I work in an aquatics store, and ponds are my department so i hope this helps! 

PS dont skimp out on anything if you wanna do it properly!!


----------



## Philko (Aug 18, 2014)

gchannon said:


> Depending on what advice you want in regards to this really, i personally would make the pond 1.5m deep the whole way round so it gives the bottom drain the best chance to do its job.
> 
> In addition to the Eazy Pod, i would probably use an Elecro Powerbead 85, to draw out any larger particles floating within the system, as the Eazy Pod may struggle to do so initially, especially if you chuck loads of fish in at once.
> 
> ...


Thanks for the advice!
I take it the Elecro Powerbead 85 is a skimmer?

Never heard of Potassium Permanganate before in use with the K1 in the filter so thats really helpful and ill will store this info away when i need it. 

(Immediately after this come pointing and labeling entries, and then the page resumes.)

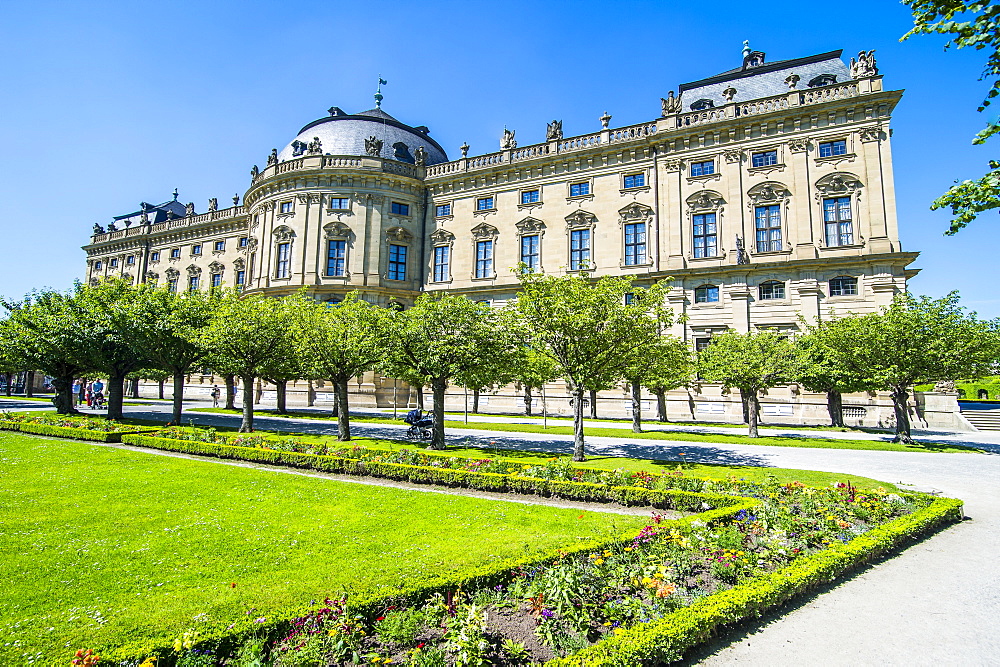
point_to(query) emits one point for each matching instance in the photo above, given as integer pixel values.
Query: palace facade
(765, 193)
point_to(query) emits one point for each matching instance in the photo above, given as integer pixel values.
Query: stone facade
(764, 193)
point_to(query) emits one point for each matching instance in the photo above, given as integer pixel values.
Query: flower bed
(67, 426)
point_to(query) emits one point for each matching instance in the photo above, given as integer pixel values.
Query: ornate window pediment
(530, 226)
(283, 233)
(580, 219)
(485, 231)
(442, 236)
(634, 212)
(706, 200)
(336, 230)
(398, 234)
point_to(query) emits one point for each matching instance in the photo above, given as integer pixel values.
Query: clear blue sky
(105, 105)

I have a question on flow? Should i use a 3" or 4" bottom drain for the easy pod? my pump will be around 8000 litres per hour to tie in with my pond volume....will the easy pod operate at its optimum level with this rate? 

Thanks,
Phil.


----------



## baitman (Jan 13, 2011)

Just a little side note, the uv needs to be before the filter, not after......


----------



## johne.ev (Sep 14, 2008)

I would have the uv after the filter. You don't want dirty water going through the uv ideally.


----------



## Philko (Aug 18, 2014)

johne.ev said:


> I would have the uv after the filter. You don't want dirty water going through the uv ideally.

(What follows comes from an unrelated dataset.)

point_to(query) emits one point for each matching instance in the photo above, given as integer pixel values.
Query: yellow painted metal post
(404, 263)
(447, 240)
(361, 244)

Thats what i thought as the big local water garden centre that has all the pro kit (neuxs 310) has there big UV units after the filters and pumps then through the UV into the crystal clear big koi tanks.

Whats the general opinion of this?


----------



## 170pand (Dec 22, 2008)

If it's gravity fed 
It goes
Bottom drain. Filter. Pump Uv. Pond. 
Pump fed. Pump. Uv. Filter. Pond. 

As u cannot fit a uv on a pipe fed before filter as if your using 4 inch pipe your never get it to fit lol hence y u use it on the thinner return pipes


----------